Milky Way `home to gas snakes`
The space between stars in the Milky Way is filled with continuously swirling and churning gas.
Washington: Planetary scientists claim to have for the first time shown that the space between stars in the Milky Way is filled with continuously swirling and churning gas -- likened to a pit of writhing snakes.
An international team has published the image of the turbulent gas in the Milky Way in the latest edition of the `Nature` journal.
"This is the first time anyone has been able to make a picture of this interstellar turbulence. People have been trying to do this for 30 years," said team leader Professor
Bryan Gaensler of the University of Sydney.
Using the CSIRO`s Australia Telescope Compact Array, tuned to receive radio waves, the team studied a region of the Milky Way 10,000 light years away in the constellation Norma.
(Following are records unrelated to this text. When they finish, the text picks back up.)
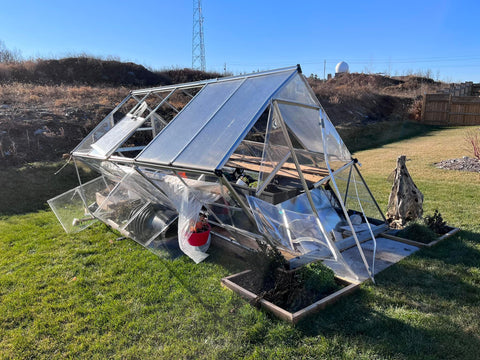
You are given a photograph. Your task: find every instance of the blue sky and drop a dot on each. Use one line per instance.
(394, 37)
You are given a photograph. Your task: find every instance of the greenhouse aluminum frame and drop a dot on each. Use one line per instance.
(255, 153)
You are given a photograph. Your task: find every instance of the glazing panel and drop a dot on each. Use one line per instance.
(183, 129)
(297, 91)
(305, 124)
(108, 143)
(219, 138)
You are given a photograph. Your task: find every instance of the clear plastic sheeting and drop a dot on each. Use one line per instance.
(214, 152)
(136, 209)
(336, 149)
(276, 155)
(188, 197)
(74, 208)
(355, 194)
(293, 224)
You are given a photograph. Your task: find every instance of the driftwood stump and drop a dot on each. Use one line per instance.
(406, 201)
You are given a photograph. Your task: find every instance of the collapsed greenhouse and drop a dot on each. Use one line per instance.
(249, 159)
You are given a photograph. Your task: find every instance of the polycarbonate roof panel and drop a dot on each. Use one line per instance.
(209, 128)
(183, 129)
(305, 123)
(109, 142)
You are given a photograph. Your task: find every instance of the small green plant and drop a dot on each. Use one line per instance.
(417, 231)
(436, 223)
(425, 230)
(317, 277)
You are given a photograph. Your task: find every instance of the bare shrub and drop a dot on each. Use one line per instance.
(415, 111)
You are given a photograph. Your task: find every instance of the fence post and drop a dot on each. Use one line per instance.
(424, 106)
(449, 107)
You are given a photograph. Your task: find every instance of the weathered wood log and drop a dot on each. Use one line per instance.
(406, 201)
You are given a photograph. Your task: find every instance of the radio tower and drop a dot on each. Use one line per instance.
(198, 45)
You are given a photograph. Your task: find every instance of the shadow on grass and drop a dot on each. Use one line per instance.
(463, 249)
(26, 189)
(424, 307)
(370, 136)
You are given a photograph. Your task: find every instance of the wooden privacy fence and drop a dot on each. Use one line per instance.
(444, 109)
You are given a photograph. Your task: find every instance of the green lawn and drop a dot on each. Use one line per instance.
(90, 296)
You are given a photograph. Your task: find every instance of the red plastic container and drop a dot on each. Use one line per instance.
(199, 239)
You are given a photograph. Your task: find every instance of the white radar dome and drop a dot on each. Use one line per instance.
(341, 67)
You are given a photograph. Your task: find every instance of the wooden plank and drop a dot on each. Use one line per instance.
(322, 304)
(282, 313)
(288, 169)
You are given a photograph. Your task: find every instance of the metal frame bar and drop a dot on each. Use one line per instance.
(345, 212)
(200, 83)
(256, 117)
(370, 193)
(332, 248)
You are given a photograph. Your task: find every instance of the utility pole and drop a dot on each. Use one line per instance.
(324, 68)
(198, 44)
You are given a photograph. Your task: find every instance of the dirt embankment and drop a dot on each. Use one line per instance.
(48, 107)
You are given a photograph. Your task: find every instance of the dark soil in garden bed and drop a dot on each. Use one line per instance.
(463, 164)
(288, 289)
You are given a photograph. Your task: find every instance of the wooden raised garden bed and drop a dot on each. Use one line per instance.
(233, 282)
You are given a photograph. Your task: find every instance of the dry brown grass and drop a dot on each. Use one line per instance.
(55, 96)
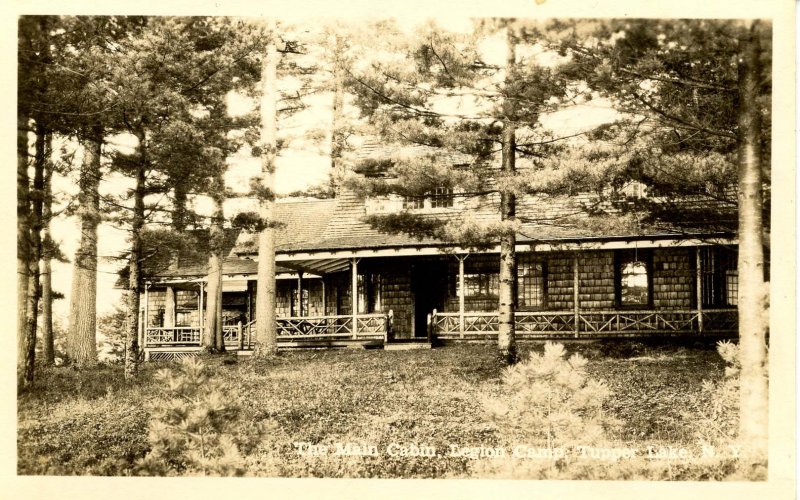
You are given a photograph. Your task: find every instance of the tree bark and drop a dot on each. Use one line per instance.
(48, 341)
(34, 285)
(27, 32)
(752, 299)
(506, 335)
(266, 335)
(337, 132)
(135, 267)
(23, 247)
(180, 214)
(81, 346)
(214, 339)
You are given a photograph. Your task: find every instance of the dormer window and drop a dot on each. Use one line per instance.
(442, 198)
(413, 202)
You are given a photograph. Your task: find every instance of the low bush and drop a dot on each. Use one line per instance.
(197, 429)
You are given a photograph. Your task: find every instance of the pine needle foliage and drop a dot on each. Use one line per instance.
(549, 398)
(198, 430)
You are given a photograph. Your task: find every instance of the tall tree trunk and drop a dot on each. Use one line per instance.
(23, 247)
(81, 345)
(34, 286)
(213, 338)
(266, 334)
(753, 316)
(135, 267)
(180, 214)
(506, 337)
(27, 32)
(48, 342)
(337, 132)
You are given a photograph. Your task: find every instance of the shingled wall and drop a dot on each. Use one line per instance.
(674, 282)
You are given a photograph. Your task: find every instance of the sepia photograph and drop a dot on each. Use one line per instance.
(385, 246)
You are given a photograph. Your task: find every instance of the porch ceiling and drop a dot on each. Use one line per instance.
(318, 266)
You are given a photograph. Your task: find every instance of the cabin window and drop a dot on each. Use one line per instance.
(156, 307)
(732, 287)
(719, 278)
(370, 291)
(530, 282)
(442, 198)
(296, 306)
(186, 305)
(480, 285)
(634, 279)
(413, 202)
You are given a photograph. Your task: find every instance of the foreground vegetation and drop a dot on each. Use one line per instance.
(92, 422)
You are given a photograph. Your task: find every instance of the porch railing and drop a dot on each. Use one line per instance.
(543, 324)
(171, 335)
(290, 329)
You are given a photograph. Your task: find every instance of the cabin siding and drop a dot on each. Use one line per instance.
(674, 282)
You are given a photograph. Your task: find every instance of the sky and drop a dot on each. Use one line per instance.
(299, 166)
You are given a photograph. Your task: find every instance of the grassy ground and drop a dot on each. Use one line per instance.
(91, 422)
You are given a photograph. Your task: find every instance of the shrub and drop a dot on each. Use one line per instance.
(198, 430)
(548, 398)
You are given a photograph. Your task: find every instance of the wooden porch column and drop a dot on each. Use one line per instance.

According to team member Prof John Dickey, the data was taken 12 years ago, "but it has turned out to be a very rich and interesting area".
"The radio emission that is unpolarised presents a fairly normal picture of the Milky Way disk, with cosmic rays and magnetic fields causing bright areas, particularly where new stars are forming.
"But when we studied the polarised emission, we saw structures that were completely different from the pictures that have been done before. It took several years for us to
understand the physical processes that shape the linear polarisation at radio frequencies.
"The results bring together the observations and the theoretical modelling to finally give a complete explanation for the images that we first saw those many years ago," he said.